The only reserved library names besides the windows ones (NUL, COM, etc.) are: access, function. So //access/... is reserved for future access to directories and files outside of the working directory and app directory (access has to be allowed through selecting for example from the Windows file explorer). //function/... is reserved for future functionality to allow custom functionality to emulate for example old file formats; the fully resolved path would be passed to a user function to allow custom behavior.

Usage in CMake

to add the files to your project, you can use the following:


add_virtual_files(TARGET myProject NAME mySection ROOT ${CMAKE_CURRENT_SOURCE_DIR}/res/mySectionFolder)
configure_icon(myProject "${CMAKE_CURRENT_SOURCE_DIR}/res/logo.ico")
configure_virtual_files(myProject)

Virtual files are then linked into the project.

To add a dependency, use the following:

add_virtual_dependencies(TARGET myProject DEPENDENCIES myDep)

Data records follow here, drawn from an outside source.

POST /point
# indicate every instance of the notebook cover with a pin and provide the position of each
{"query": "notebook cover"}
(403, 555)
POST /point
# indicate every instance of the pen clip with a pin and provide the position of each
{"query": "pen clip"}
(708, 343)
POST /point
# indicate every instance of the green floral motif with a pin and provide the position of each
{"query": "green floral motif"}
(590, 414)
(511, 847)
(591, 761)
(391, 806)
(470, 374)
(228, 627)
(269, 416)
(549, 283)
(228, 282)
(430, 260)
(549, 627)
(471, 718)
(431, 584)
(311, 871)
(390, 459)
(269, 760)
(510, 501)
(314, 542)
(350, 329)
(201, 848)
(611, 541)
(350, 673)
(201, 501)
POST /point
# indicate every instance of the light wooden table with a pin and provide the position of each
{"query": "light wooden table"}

This should be done before the configure_virtual_files and ensures the files for the dependency are present in this project. A dependency itself can't include an icon or use configure_virtual_files; as this is reserved for executables only.

Note: Dependencies can't be overlapping. So if B and C both include A then including B and C in D won't work.

Contributions

To contribute to this repository, you agree to the contribution guidelines. Before merging a PR as an external party, you have to sign a contributor license agreement.